Challenging a widely-held notion that dying people can somehow hold on and postpone their deaths until after Christmas or other important events in their lives, a researcher recently came up with a study to disprove this belief.
You can't postpone your death. No matter how unwilling you are. That's what Dr. Young is saying based on his study.Donn Young studied more than 300,000 cancer patients and found that the supposed phenomenon is mostly based on wishful thinking and selective memories.
"The mind does play a role in illness," says Young, a biostatistician at Ohio State University's Comprehensive Cancer Center. "But the idea that death is something that an individual patient can control by sheer force of will --- just from looking at the data, this doesn't appear to be so."
Young and statistician Erinn Hade looked at Ohio death certificates for people who died of cancer from 1989 to 2000 and analyzed how many deaths occurred before and after three dates --- Christmas, Thanksgiving and the person's birthday.
"If there was an effect, you'd see a dip before," says Young, "and an increase after."
But THERE WAS NO DIP, and no significant difference in the proportion of cancer patients dying before an event and those dying after, according to the study, published in today's Journal of the American Medical Association.
[Chicago Sun-Times]
The abstract of his study can be read here.
While Dr. Young's study does not absolutely rule out the possibility that a very few dying individuals are able, by some unexplained process, to postpone death until it is convenient for them or their loved ones, he emphasizes that this particular population of dying people did not make their presence statistically strong enough to make a difference in his study.
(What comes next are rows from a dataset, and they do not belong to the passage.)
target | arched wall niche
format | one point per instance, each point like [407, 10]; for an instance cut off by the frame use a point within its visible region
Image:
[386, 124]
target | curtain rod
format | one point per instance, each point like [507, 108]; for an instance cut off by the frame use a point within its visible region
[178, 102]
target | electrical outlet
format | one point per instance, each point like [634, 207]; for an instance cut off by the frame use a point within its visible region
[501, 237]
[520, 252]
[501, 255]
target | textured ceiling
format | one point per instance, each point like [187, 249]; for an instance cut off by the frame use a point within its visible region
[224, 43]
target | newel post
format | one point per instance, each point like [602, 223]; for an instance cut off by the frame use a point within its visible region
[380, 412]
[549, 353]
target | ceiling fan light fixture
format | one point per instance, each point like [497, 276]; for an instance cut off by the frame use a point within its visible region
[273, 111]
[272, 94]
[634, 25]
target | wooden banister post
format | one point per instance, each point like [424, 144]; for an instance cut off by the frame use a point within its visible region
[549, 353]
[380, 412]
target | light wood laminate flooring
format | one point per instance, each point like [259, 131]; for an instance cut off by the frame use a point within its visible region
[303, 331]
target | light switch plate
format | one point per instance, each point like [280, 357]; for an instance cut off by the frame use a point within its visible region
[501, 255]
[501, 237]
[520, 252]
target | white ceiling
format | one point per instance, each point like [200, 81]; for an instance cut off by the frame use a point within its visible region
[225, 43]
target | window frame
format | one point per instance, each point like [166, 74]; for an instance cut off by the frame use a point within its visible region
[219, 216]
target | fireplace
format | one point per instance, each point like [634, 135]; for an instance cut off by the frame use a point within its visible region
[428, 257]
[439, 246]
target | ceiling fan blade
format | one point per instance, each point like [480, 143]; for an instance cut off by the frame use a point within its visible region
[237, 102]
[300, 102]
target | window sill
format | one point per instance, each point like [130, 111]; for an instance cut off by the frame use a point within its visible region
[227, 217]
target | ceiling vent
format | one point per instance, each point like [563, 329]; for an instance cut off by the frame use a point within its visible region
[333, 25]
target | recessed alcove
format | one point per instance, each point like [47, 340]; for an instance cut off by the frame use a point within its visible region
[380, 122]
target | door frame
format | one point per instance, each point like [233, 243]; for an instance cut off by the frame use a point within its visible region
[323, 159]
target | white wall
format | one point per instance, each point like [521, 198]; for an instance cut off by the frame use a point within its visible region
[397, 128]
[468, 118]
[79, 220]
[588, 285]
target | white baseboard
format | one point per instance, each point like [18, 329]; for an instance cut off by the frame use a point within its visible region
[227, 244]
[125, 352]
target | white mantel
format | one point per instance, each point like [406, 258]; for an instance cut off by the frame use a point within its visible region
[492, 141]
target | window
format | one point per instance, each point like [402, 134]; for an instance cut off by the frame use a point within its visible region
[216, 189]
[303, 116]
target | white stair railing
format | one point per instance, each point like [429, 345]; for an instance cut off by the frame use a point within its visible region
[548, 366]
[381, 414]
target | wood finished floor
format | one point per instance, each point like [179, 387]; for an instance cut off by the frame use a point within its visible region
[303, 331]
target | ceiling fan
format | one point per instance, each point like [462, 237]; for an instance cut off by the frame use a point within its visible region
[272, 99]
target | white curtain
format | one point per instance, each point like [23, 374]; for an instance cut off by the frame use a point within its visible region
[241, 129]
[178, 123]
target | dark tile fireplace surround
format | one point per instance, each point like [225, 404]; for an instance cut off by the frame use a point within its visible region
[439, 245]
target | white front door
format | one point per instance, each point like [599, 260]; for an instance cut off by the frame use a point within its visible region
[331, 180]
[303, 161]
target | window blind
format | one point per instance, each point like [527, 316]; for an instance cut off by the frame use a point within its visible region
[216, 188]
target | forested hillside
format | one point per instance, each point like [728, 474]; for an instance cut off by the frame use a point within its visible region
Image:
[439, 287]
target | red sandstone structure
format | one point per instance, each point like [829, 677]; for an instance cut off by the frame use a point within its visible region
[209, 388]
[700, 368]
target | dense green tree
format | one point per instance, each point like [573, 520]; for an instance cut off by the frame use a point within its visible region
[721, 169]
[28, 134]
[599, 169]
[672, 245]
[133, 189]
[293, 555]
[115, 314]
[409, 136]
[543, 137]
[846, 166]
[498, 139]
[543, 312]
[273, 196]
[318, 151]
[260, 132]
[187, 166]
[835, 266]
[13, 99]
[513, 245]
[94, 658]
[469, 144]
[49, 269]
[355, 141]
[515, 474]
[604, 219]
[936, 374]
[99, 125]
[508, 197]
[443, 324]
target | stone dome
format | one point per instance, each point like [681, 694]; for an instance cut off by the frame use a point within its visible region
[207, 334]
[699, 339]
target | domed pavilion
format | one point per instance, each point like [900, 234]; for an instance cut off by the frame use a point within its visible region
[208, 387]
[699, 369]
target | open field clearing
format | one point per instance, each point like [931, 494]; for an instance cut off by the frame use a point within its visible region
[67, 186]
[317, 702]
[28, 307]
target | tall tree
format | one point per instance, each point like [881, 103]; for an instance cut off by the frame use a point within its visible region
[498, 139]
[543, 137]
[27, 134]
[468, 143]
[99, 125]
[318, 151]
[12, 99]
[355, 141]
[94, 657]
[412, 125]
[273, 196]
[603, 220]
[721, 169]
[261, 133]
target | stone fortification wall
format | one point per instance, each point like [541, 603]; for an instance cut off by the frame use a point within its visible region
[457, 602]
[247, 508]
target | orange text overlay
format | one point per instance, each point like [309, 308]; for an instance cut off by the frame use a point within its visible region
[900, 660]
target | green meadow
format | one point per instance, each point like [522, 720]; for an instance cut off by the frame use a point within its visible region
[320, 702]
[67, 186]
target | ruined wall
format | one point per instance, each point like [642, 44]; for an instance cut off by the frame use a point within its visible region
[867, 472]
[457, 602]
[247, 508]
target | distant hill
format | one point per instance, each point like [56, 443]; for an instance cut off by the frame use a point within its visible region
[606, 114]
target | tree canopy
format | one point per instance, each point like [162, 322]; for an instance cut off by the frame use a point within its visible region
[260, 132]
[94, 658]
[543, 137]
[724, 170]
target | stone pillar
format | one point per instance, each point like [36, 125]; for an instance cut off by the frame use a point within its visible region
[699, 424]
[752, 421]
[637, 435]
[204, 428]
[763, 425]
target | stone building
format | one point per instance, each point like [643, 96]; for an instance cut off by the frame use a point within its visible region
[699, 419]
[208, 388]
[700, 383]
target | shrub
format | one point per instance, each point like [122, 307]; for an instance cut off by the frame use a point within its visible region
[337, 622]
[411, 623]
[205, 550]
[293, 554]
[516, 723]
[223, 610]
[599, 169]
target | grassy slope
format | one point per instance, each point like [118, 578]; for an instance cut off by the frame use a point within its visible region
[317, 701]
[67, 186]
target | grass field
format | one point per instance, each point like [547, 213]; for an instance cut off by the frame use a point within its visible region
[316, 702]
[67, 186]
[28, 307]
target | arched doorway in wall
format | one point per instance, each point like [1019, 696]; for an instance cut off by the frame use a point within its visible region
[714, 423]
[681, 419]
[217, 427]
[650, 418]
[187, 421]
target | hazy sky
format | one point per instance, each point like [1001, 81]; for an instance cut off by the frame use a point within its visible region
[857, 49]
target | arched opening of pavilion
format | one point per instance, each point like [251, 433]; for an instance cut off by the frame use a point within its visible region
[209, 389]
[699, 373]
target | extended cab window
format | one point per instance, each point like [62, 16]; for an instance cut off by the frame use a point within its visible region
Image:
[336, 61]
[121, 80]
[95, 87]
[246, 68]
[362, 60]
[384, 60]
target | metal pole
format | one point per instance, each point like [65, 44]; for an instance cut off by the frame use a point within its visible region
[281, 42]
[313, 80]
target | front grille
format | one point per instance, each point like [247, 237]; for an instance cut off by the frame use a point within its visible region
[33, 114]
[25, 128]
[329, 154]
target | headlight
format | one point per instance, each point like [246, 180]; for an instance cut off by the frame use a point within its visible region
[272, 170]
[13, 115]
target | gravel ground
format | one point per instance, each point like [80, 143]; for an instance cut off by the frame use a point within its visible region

For that to happen --- and granting that it does happen (sometimes) --- they would have to make up less than 1 percent of the deaths he studied, he says.
Well, whether we talk of terminally ill patients (Dr. Young's study involved 309,221 persons from Ohio dying with cancer) or not, I know for a fact that death really does not take a holiday.
If your time is up, then your time is up.
A good illustration is death-ridden December 2004 for most of us here in the Philippines. Typhoons Winnie and Yoyong killed more than a thousand in Quezon, Filipino icon FPJ was struck by cerebral thrombosis, the House Speaker's daughter killed by negligence, and many, many more deaths that do not hug the daily headlines but tell us that death comes whenever he likes it. No particular aversion to holidays or birthdays.
I have always thought that diseases and accidents happen to us only to provide "valid excuses" for our unannounced exits from this world.
A grim reminder for an equally grim December this year.